20/06/14

A culpa é da mãe

Vivi na vila durante muito tempo. Era pequeno. Fazia parte das famílias dos sem. Sem dinheiro, sem emprego decente, sem futuro. Lá era comum as vizinhas desafetas abrirem a boca e escancarar ao mundo as suas diferenças. O mulherio não economizava nos elogios. Vez por outra e o pau pegava. Entre puxões de cabelos, unhadas, gritos e pontapés as bocas liberavam os impropérios mais cabeludos que se conhece. Os casos de traições, de supostos assédios e de possíveis facilitações eram resolvidos sumariamente. Não chegavam até o Judiciário. As lides eram compostas da forma mais primitiva que se conhece, sem direito a recursos e protelações.
O palavrão existe. Não dá pra dizer que o palavrão não faz parte do dia a dia. Uma cortada no trânsito será seguido, invariavelmente, de um fdp. É um instinto natural. Uma coisa comum. Banal até. No futebol, a ofensa faz parte do espetáculo. Em muitos casos é deprimente. Mas é fato consumado. É consenso que chamar juiz de ladrão é lícito num campo de futebol. Isto é aceito até entre os homens mais sensatos e educados. Ninguém vai exigir provas concretas e nem dará direito de ampla defesa ao árbitro. Ocorre que, neste caso, ao chamá-lo de ladrão não está se dizendo que ele construiu um patrimônio a partir dos seus erros de arbitragem. Nem mesmo se insinua que ele, ao final da partida receberá um chumaço de dólares ou euros. Não. É um xingamento, um ato de descarrego. Certo? Errado? Cada um faz o seu julgamento e tire as conclusões cabíveis ao seu desenvolvimento intelectual e moral.
Nos meus tempos de guri se admitia de tudo. De tudo mesmo, menos falar mal da mãe ou da irmã. Isto era ofensa das mais graves, autorizando, inclusive, a luta corporal. Era para lavar a honra. Entendíamos que não se devia colocar mulher no meio de xingamento. As mulheres eram sagradas para nós.
Minha mãe, que sempre foi esperta, apesar de ter ido na escola até a terceira série, alertava que não devíamos xingar os outros. “Não quero nome feio aqui em casa”. Quando nossas bocas inadvertidamente deixavam escapar algum impropério, considerado por ela ofensivo demais, nos olhava com ar de reprimenda e dizia: “vou lavar esta boca com soda!”. Ela era convincente. O artifício primitivo que ela usava sempre deu certo. Se não desse, certamente teria outros “argumentos” mais fortes.
Cresci sem dizer palavrão. Ficava corado quando ouvia na escola. Ainda hoje não aceito muito bem. Talvez a única exceção seja na literatura como caracterização de personagem de baixa estatura moral.

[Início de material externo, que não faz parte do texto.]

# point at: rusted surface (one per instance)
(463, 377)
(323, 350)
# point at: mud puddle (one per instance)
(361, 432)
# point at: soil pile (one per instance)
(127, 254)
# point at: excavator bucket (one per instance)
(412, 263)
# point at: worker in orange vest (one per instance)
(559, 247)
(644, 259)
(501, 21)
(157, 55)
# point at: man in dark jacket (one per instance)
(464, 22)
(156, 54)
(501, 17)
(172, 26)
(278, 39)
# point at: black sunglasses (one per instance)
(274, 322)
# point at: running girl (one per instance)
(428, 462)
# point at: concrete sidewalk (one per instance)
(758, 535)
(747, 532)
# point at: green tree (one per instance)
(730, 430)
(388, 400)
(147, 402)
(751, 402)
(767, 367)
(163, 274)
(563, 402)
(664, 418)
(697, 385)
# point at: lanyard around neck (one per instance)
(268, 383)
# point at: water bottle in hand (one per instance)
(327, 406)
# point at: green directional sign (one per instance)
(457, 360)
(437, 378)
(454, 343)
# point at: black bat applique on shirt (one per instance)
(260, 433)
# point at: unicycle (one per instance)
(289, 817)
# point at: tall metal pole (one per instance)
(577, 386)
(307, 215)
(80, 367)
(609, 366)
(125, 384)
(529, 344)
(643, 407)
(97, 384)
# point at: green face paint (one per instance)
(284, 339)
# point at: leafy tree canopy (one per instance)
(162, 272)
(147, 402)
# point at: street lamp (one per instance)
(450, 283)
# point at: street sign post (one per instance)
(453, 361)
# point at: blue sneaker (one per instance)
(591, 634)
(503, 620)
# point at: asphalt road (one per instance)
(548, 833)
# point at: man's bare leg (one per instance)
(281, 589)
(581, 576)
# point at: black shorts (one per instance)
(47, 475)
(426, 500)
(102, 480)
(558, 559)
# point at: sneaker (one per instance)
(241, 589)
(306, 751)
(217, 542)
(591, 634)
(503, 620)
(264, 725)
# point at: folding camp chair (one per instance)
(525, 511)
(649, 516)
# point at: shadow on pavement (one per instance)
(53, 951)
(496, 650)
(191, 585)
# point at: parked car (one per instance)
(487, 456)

E foi o que senti quando os privilegiados que tomavam conta do Itaquerão na abertura da Copa do Mundo abriram suas bocas e escancararam a todos quantos tiveram ouvidos para ouvir as manifestações mais deselegantes da hora. Enquanto a bola rolava não perderam a oportunidade e revelaram ao mundo sua total falta de respeito e consideração pela presidente do Brasil. Que discordassem das duas políticas, que protestassem contra a corrupção, que vaiassem a presidente (o que considero grosseiro). Tudo bem. Mas chegar ao ponto que chegamos é desanimador. E depois muitos comentaram que assim agiam porque os recursos não foram gastos com educação. Ora, que falácia. Não há dinheiro no mundo que remende o irremendável. Não há dinheiro no mundo que compre cultura. Não há como comprar bons modos.
Era gente que pagou quase mil reais para sentar seus traseiros no melhor dos confortos. Não eram meros coadjuvantes. Eram privilegiados. Não estavam por causa de alguma necessidade básica, coberta pelo bolsa família ou pelo Prouni. Era gente de primeira classe. Gente da elite.
Talvez tenha faltado a eles uma mãe que tenha dito um dia; “vou lavar esta boca com soda!”.